Dr. Malkin received his medical degree from the University of Toronto in 1984 and completed his residency in paediatrics and paediatric hematology/oncology at The Hospital for Sick Children in Toronto. He completed post-doctoral research training in molecular genetics at Massachusetts General Hospital, Harvard University, where he discovered the link between germline mutations on the p53 tumor suppressor gene and the Li-Fraumeni cancer susceptibility syndrome. Dr. Malkin returned to Canada to accept a faculty position at SickKids and University of Toronto.
Dr. Malkin is currently a clinician-scientist and paediatric oncologist in the Division of Hematology/Oncology and Director of the Cancer Genetics program at SickKids as well as a Senior Scientist in the Genetics & Genome Biology Program in the SickKids Research Institute. He is a Professor in the Departments of Paediatrics and Medical Biophysics in the Faculty of Medicine at the University of Toronto. Dr. Malkin has an active clinical oncology practice at the Hospital and both undergraduate and post-graduate teaching responsibilities there as well as at the University.

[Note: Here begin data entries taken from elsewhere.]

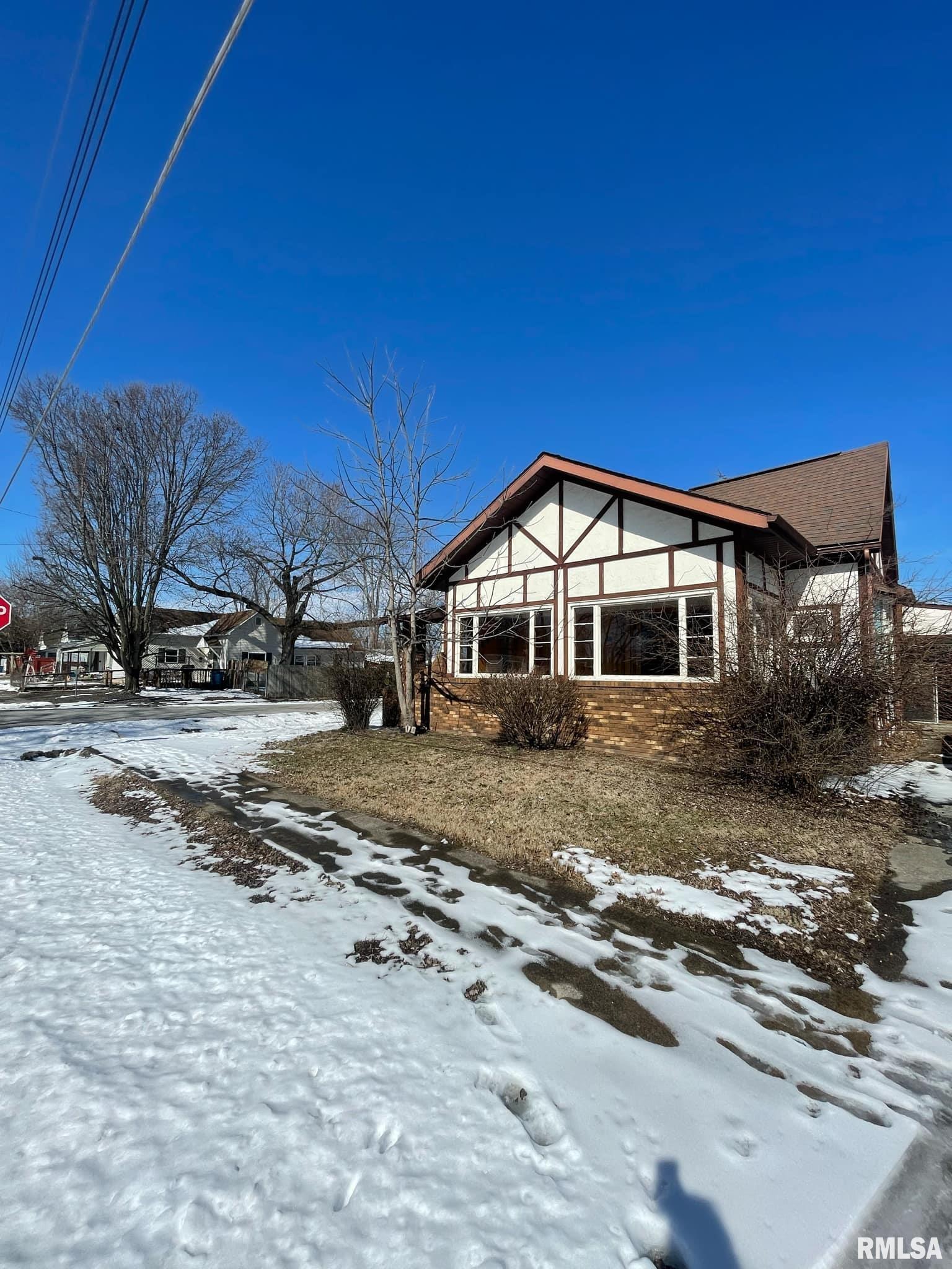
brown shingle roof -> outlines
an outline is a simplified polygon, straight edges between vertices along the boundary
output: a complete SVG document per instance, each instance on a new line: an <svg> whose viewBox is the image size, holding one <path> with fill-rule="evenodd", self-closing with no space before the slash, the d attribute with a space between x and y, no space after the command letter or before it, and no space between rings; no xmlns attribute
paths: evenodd
<svg viewBox="0 0 952 1269"><path fill-rule="evenodd" d="M165 634L180 626L201 626L203 622L213 622L217 615L217 613L194 608L154 608L152 633Z"/></svg>
<svg viewBox="0 0 952 1269"><path fill-rule="evenodd" d="M212 626L209 631L206 632L206 638L213 638L218 634L227 634L228 631L234 631L236 626L246 622L249 617L254 617L250 608L242 609L237 613L223 613L218 621Z"/></svg>
<svg viewBox="0 0 952 1269"><path fill-rule="evenodd" d="M428 586L440 588L444 585L462 558L479 551L503 525L519 515L559 478L594 485L628 497L641 497L659 506L674 508L707 520L726 522L754 530L782 534L793 543L795 548L805 548L810 544L803 542L802 534L773 509L762 510L743 499L734 500L720 494L711 495L638 480L607 467L595 467L593 463L578 462L572 458L565 458L562 454L551 454L543 450L526 471L506 485L489 506L484 508L466 528L461 529L452 542L448 542L423 566L419 580Z"/></svg>
<svg viewBox="0 0 952 1269"><path fill-rule="evenodd" d="M786 467L696 485L693 492L776 511L814 546L873 546L882 538L890 447L885 440Z"/></svg>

His research interests are closely integrated with his clinical field of expertise. Specifically, his research program focuses primarily on genetic mechanisms of childhood cancer susceptibility, and the genetic basis of childhood sarcomas (cancers of bone, muscle and other soft tissues). His research team was the first to demonstrate that highly variable regions of DNA, termed copy number variations, are found in excess in the blood of some people, both children and adults, at very high risk of developing cancer, and may represent the earliest genetic changes that ultimately lead to development of cancer. Recently, his work has focused on application of this genetic/genomic information to develop rational clinical surveillance and treatment guidelines for children and adults deemed at genetic ‘high risk’ for cancer. In his sarcoma work, Dr. Malkin has studied the molecular and cell biology pathways that are associated with the development and progression of these cancers, and has identified molecules that might represent viable targets for novel drug therapies.
Dr. Malkin has published over 150 peer-reviewed manuscripts and book chapters in the fields of cancer genetics and sarcoma biology. In addition, he has a long-standing interest in the ethical and medical issues raised by the creation of comprehensive biorepositories of tissues, blood and derivative biological samples from children with cancer.